You might use convergent thinking when checking the groceries off your grocery list as you grab the items. Creative thought, however, requires more divergent thinking, which is a result of exploring many different ways of interpreting sensory data. For example, when posed with a question, you may explore a multitude of potential answers instead of obsessing over finding the single correct one. While some people naturally have a stronger tendency to think divergently, it is possible to teach your brain to think more creatively. Everyone is inherently creative, but some need to focus specifically on working that muscle if you will.

A study done at the University of New Mexico suggests that higher creativity is attainable through exercised divergent thinking. Author of the study, Rex Jung, suggests that divergent thinking habits can actually work to reprogram brain passageways to lean more towards the creative individual. So, you can grow in creativity through practice in divergent thinking!

You may be asking, “What does divergent thinking have to do with mood disorders in creative people?” In 2005, scientists Verharghen, Joorman, and Khan conducted a study that suggested individuals suffering with depression and anxiety tend to have higher divergent thinking scores and more creative tendencies. Perhaps depression and anxiety are common mood disorders for artists simply because highly creative brains are innately more driven to think divergently than the average person. Another theory is that people who suffer from depression and anxiety are more creative simply because creative expression provides a coping mechanism for processing such heightened emotions. In this respect, art provides a good outlet for emotional frustration. Psychologist Felix Post, went so far as to suggest that the emotional instability that accompanies mood disorders is actually the cause of most authentic creative art. Perhaps you have heard a friend who is struggling with depression say that his or her art is the only thing that gets them up in the morning. Maybe you have had a conversation with a fellow actor who claims that the theatre is a vehicle for cathartic expression to alleviate some of the emotional stress. A study conducted at Tuffs University and published in the 2007 Journal of Neuroscience supported Post’s notion through electrical brain imaging with an electroencephalogram (EEG). Tuffs researchers discovered that emotional processing of depressed people is heightened as displayed by the activity within the ventromedial prefrontal cortex. Such biological activity in the brain suggests that strong emotional response and creative expression are closely linked.

So, how do we cope?

What do we do with this information?

How do we continue doing our art and maintaining mental health?

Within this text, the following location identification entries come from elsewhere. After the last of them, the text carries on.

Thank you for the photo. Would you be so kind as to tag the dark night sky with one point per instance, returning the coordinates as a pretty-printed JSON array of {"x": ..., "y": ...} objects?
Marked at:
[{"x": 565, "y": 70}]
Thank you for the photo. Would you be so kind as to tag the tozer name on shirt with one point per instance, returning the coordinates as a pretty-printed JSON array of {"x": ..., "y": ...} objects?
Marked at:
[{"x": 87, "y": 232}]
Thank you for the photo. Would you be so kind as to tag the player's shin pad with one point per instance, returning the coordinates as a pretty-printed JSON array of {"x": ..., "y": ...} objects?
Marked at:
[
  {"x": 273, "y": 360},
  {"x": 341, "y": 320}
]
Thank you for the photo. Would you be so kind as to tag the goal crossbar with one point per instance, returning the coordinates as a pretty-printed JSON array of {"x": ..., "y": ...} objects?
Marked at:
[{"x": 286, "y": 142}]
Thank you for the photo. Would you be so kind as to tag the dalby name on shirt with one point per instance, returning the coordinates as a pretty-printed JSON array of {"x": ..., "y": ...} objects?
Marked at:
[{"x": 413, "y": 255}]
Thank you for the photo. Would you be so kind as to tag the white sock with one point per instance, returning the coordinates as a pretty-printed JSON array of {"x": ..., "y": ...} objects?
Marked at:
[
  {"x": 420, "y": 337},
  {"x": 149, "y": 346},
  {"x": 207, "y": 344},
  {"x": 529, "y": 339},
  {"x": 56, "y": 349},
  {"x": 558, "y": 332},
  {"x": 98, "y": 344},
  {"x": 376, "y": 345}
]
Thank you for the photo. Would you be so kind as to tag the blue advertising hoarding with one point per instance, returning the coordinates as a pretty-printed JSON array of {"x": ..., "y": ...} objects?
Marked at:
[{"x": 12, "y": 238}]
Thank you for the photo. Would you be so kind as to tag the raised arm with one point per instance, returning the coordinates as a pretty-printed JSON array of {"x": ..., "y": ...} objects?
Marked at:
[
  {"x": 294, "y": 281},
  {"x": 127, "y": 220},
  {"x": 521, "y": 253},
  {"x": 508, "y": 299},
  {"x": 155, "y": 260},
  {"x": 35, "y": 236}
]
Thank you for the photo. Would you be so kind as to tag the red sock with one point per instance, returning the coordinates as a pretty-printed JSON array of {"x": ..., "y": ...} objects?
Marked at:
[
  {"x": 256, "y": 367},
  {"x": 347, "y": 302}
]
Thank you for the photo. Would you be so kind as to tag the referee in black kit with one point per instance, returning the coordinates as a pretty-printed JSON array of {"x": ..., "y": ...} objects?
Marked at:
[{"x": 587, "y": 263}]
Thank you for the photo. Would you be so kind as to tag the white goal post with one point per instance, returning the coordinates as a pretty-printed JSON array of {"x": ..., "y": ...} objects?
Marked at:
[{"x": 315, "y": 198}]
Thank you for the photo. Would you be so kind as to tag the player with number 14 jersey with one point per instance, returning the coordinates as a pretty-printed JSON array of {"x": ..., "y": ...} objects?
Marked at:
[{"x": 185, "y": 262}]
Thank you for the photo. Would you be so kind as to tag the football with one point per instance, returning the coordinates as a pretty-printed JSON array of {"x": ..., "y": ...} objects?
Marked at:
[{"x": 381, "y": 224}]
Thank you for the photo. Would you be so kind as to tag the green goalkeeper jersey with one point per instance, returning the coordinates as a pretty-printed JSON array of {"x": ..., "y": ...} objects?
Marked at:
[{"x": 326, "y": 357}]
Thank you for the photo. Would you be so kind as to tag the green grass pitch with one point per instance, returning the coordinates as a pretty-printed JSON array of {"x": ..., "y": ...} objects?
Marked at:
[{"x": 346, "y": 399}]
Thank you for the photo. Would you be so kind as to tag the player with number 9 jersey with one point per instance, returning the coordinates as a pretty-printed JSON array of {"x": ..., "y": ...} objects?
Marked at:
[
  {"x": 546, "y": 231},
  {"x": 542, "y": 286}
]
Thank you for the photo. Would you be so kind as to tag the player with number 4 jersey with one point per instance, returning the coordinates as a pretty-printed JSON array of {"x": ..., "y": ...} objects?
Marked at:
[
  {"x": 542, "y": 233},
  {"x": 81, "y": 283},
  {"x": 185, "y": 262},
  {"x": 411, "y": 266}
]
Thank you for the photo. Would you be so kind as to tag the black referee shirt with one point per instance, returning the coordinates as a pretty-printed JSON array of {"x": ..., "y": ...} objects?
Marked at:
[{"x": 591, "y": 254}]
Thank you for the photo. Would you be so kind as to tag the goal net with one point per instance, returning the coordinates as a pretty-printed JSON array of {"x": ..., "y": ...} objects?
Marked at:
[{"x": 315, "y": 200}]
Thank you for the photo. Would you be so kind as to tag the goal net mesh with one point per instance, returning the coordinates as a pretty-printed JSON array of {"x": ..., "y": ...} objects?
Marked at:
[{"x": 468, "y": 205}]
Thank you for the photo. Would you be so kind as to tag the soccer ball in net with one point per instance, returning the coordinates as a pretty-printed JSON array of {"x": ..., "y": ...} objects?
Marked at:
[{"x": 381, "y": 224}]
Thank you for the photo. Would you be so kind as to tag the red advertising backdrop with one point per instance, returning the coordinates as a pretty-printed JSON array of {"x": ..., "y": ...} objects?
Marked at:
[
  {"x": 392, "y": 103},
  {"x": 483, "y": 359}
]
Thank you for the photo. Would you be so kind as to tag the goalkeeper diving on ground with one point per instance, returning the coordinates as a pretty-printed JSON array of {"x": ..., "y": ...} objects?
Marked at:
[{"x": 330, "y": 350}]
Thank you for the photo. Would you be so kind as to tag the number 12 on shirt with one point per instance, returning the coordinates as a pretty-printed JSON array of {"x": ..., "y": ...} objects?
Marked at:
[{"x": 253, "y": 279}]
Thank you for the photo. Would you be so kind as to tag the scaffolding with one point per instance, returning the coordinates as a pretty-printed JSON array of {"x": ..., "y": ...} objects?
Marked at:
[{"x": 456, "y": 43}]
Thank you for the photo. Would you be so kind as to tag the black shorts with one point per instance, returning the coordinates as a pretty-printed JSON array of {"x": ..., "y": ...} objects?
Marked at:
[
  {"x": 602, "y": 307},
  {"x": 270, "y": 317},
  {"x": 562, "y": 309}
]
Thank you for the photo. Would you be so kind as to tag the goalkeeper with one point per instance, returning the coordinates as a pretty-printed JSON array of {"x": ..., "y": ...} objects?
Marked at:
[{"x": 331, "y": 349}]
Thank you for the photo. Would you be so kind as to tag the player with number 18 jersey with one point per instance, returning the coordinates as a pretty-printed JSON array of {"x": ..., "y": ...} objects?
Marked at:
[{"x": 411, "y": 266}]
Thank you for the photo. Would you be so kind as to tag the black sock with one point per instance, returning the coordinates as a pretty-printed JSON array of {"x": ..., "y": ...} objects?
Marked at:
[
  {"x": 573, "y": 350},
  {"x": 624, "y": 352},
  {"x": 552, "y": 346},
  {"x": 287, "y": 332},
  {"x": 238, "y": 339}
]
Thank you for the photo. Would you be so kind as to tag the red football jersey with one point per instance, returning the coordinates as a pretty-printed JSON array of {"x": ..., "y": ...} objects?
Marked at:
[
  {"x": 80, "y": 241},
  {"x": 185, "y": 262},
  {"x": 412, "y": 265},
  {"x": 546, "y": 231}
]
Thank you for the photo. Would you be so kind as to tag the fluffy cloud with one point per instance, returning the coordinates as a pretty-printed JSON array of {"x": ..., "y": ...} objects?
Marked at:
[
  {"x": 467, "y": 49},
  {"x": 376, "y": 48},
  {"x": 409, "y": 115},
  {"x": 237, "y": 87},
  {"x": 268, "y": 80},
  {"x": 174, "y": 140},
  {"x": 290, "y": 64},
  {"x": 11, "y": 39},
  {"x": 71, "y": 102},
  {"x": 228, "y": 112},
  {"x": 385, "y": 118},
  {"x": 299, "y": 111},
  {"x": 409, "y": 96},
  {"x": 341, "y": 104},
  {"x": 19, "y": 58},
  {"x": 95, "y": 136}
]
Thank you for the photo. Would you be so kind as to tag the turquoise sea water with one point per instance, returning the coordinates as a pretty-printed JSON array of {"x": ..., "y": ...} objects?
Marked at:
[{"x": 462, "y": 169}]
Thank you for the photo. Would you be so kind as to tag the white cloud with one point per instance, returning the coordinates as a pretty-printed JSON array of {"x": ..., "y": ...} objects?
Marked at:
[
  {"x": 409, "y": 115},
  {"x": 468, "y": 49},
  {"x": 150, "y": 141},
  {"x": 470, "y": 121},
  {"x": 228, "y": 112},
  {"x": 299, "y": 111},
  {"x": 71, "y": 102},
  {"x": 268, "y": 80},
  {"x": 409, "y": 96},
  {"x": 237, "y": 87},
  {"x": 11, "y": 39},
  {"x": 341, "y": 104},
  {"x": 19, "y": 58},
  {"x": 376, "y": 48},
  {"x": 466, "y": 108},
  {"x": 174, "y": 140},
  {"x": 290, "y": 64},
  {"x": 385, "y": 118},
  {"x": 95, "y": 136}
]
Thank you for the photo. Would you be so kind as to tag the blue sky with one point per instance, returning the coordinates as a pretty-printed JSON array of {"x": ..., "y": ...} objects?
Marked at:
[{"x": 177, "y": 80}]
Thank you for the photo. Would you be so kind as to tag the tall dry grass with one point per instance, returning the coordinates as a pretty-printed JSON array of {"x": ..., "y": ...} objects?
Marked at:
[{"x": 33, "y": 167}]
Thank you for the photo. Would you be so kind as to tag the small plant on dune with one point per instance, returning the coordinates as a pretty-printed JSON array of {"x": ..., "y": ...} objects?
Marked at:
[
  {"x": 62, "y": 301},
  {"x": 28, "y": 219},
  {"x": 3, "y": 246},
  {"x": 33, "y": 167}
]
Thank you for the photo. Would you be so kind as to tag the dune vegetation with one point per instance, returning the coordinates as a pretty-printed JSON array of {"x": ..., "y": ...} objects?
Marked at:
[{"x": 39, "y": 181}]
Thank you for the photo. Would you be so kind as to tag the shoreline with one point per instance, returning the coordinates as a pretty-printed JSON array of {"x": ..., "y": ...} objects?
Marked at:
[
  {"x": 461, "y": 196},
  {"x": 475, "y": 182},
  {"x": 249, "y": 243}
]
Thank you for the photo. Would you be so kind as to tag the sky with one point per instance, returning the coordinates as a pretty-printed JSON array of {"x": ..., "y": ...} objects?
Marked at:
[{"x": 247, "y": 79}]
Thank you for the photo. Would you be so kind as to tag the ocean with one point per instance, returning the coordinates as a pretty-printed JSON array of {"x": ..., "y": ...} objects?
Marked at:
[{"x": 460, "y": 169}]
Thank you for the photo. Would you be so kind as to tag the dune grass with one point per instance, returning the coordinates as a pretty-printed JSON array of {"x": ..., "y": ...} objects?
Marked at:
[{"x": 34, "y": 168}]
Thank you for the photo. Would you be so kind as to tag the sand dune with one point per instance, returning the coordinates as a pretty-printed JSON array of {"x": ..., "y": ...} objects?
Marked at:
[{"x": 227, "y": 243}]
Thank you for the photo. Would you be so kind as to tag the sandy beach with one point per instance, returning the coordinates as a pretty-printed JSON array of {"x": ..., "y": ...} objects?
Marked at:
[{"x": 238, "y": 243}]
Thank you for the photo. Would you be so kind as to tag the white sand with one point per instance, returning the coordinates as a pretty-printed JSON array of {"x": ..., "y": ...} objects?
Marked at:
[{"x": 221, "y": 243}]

First of all, before you make judgments about other artists, be sensitive to their mental wellbeing. Many people in the biz would argue that empathy is the root of the best and most truthful work. Also, it is important to take the time to make your own mental health a priority. Your art will suffer if you are not well! If you are struggling with a mood disorder or some other form of mental illness, you are not alone.

I hope this article has helped you to see that so many of our fellow artists deal with the same kind of emotional stress and it is not shameful to reach out to your creative community for support. Get the medical attention you need and know that your art is worthy. The way your brain works is intricate and it is what makes you the unique artist you are, so trust in that! Take care of your creative brain.